SANAA: As many as 800 Egyptian soldiers arrived in Yemen late on Tuesday, Egyptian security sources said, swelling the ranks of a Gulf Arab military contingent which aims to rout the Iran-allied Houthi group after a five-month civil war.
It was the first reported deployment of ground troops there by Egypt, which has one of the Arab world's strongest armies.
A coalition led by Saudi Arabia has scored major gains against the militia and its allies in Yemen's army, backing a push by Yemeni fighters to seize much of the country's south and now setting its sights on the Houthi-controlled capital Sanaa.
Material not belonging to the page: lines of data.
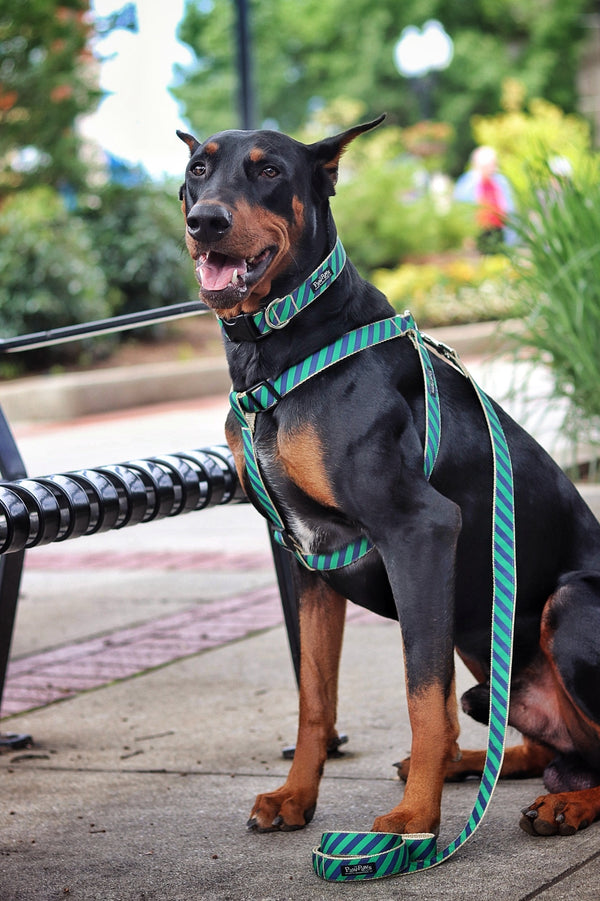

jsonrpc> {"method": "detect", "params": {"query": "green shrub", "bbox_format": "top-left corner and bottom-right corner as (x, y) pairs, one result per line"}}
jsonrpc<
(513, 165), (600, 443)
(0, 187), (110, 365)
(472, 83), (598, 208)
(373, 255), (519, 327)
(84, 182), (197, 316)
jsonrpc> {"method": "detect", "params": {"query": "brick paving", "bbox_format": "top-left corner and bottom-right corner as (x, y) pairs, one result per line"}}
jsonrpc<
(2, 552), (380, 716)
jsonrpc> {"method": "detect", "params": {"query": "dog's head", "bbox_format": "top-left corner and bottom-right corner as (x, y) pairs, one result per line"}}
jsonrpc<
(177, 116), (384, 316)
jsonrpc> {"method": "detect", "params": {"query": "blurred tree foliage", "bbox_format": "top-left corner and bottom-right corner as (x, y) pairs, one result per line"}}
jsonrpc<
(173, 0), (594, 171)
(472, 80), (600, 201)
(0, 0), (100, 198)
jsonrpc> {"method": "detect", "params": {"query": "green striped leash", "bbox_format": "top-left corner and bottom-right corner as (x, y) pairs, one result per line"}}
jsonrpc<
(229, 313), (441, 572)
(230, 256), (516, 881)
(312, 335), (517, 882)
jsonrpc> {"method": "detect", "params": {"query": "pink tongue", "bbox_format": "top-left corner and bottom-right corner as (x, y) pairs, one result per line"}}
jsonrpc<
(198, 252), (247, 291)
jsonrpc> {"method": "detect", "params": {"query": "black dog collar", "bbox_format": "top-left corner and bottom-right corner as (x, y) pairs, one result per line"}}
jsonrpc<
(219, 238), (346, 344)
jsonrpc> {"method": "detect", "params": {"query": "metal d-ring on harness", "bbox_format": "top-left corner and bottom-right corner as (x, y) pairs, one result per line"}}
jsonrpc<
(225, 241), (517, 882)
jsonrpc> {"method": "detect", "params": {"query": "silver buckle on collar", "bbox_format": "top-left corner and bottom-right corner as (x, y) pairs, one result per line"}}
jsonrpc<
(265, 297), (289, 329)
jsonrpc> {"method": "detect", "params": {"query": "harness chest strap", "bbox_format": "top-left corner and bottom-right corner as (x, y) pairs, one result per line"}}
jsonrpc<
(229, 313), (440, 572)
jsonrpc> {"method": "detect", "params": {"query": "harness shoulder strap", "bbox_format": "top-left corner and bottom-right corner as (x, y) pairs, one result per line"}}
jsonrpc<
(229, 313), (441, 571)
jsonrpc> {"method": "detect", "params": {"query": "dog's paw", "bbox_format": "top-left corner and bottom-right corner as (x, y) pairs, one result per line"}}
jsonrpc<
(394, 757), (410, 782)
(246, 786), (317, 833)
(519, 792), (595, 836)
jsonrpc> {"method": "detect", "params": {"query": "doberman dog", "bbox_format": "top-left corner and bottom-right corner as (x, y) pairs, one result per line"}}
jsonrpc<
(178, 116), (600, 835)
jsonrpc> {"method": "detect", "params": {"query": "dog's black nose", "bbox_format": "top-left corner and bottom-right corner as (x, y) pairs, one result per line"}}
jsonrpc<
(186, 203), (233, 243)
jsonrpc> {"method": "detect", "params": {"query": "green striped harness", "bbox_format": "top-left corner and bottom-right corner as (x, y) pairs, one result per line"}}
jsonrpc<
(223, 239), (516, 881)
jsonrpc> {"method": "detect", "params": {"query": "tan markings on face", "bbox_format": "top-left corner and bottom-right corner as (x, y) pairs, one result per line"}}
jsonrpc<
(277, 425), (337, 507)
(292, 194), (304, 231)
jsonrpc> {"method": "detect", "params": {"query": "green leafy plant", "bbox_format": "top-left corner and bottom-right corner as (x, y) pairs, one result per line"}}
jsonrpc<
(373, 255), (520, 326)
(513, 164), (600, 454)
(0, 187), (110, 365)
(84, 182), (197, 313)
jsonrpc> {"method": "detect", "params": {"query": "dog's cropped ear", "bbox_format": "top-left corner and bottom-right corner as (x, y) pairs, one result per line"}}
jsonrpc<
(177, 129), (200, 156)
(309, 113), (385, 194)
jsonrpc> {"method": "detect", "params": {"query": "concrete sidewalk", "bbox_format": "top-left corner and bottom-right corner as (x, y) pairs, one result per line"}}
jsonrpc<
(0, 338), (600, 901)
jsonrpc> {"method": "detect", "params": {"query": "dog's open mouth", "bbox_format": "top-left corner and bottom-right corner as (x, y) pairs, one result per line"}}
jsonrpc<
(196, 247), (275, 305)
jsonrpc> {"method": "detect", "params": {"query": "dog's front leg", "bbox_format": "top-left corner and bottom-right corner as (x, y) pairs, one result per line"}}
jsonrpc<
(248, 571), (346, 832)
(373, 494), (460, 833)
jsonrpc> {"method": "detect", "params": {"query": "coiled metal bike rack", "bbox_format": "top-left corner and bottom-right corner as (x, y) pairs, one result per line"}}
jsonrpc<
(0, 445), (245, 554)
(0, 301), (300, 747)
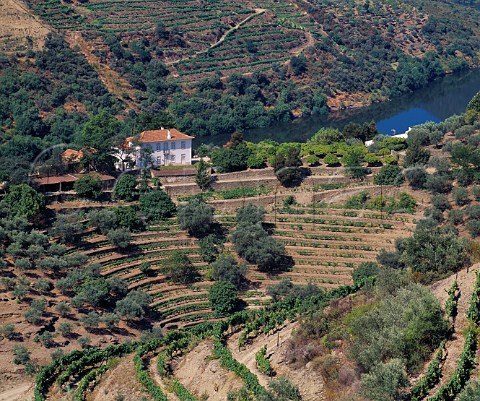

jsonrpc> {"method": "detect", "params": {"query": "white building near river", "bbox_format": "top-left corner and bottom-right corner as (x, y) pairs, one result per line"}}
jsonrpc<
(115, 127), (193, 171)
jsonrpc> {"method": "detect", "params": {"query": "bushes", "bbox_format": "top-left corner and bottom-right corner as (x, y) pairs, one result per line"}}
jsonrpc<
(210, 254), (246, 288)
(349, 285), (448, 372)
(255, 344), (273, 376)
(208, 281), (238, 315)
(139, 190), (176, 222)
(373, 165), (405, 185)
(107, 228), (132, 249)
(232, 205), (285, 269)
(162, 251), (198, 284)
(177, 198), (213, 236)
(362, 359), (408, 401)
(73, 175), (103, 200)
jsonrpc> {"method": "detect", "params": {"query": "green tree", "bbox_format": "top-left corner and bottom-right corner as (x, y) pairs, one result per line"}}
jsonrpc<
(162, 251), (198, 284)
(73, 175), (103, 199)
(13, 345), (31, 365)
(402, 227), (468, 276)
(107, 228), (132, 249)
(113, 174), (138, 202)
(323, 153), (340, 167)
(458, 379), (480, 401)
(373, 164), (405, 185)
(208, 281), (238, 315)
(139, 190), (176, 221)
(78, 111), (121, 171)
(210, 254), (246, 288)
(195, 159), (212, 191)
(362, 359), (408, 401)
(2, 184), (45, 220)
(177, 198), (213, 236)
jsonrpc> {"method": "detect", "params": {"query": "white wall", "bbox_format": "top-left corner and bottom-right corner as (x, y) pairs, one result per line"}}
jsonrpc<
(142, 139), (192, 166)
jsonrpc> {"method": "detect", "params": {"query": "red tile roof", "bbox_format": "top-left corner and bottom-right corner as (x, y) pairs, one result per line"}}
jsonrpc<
(138, 128), (193, 143)
(62, 149), (83, 162)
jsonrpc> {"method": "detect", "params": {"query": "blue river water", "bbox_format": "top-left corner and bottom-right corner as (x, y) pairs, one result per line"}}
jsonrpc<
(194, 70), (480, 146)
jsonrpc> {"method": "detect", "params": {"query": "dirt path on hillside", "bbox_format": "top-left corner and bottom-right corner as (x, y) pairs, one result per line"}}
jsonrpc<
(173, 340), (244, 401)
(227, 322), (325, 401)
(66, 32), (138, 111)
(165, 8), (267, 66)
(430, 264), (480, 395)
(0, 0), (50, 52)
(0, 383), (33, 401)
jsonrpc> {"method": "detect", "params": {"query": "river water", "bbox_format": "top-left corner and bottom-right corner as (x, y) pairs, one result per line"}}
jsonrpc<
(195, 70), (480, 145)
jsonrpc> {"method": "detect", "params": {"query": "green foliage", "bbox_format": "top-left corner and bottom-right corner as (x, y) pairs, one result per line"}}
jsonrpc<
(73, 175), (103, 199)
(323, 153), (340, 167)
(2, 184), (45, 220)
(255, 345), (273, 376)
(362, 359), (408, 401)
(402, 227), (468, 277)
(458, 379), (480, 401)
(195, 159), (212, 191)
(373, 165), (405, 185)
(210, 254), (246, 287)
(410, 340), (447, 401)
(139, 190), (176, 222)
(350, 285), (448, 372)
(13, 345), (31, 365)
(352, 262), (380, 285)
(113, 174), (138, 202)
(162, 251), (198, 284)
(177, 198), (213, 236)
(208, 281), (238, 315)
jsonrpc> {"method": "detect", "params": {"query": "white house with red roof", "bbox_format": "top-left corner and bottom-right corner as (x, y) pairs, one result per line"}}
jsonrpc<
(115, 127), (193, 170)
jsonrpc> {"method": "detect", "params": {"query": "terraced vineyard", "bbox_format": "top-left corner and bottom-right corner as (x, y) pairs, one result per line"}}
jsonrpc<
(29, 0), (318, 81)
(67, 198), (414, 328)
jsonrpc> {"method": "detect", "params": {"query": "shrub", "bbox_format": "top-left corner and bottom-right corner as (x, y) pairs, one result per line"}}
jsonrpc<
(58, 322), (73, 337)
(232, 223), (285, 269)
(0, 323), (19, 340)
(452, 187), (469, 206)
(425, 173), (452, 194)
(405, 166), (428, 189)
(162, 251), (198, 284)
(373, 165), (405, 185)
(177, 198), (213, 236)
(352, 262), (380, 285)
(458, 379), (480, 401)
(349, 284), (449, 372)
(87, 209), (117, 234)
(362, 359), (408, 401)
(107, 228), (132, 249)
(210, 254), (246, 287)
(236, 204), (265, 225)
(55, 301), (70, 317)
(115, 290), (152, 320)
(466, 219), (480, 238)
(432, 194), (452, 212)
(139, 190), (176, 221)
(323, 153), (340, 167)
(73, 175), (103, 199)
(208, 281), (238, 314)
(13, 345), (31, 365)
(113, 174), (138, 202)
(448, 209), (463, 225)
Four Egyptian units of between 150 to 200 troops along with tanks and transport vehicles arrived in Yemen late on Tuesday, two Egyptian security sources said.
"We have sent these forces as part of Egypt's prominent role in this alliance ... the alliance fights for the sake of our brotherly Arab states, and the death of any Egyptian soldier would be an honour and considered martyrdom for the sake of innocent people," a senior Egyptian military source said.
Yemeni officials put the number of foreign troops from Saudi Arabia, the United Arab Emirates and Qatar at least around 2,000, while Qatari-owned Al Jazeera TV said at least 10,000 foreign soldiers had arrived, including 1,000 from the emirate.
They are part of a force preparing to eventually assault the capital, which the Houthis seized last year.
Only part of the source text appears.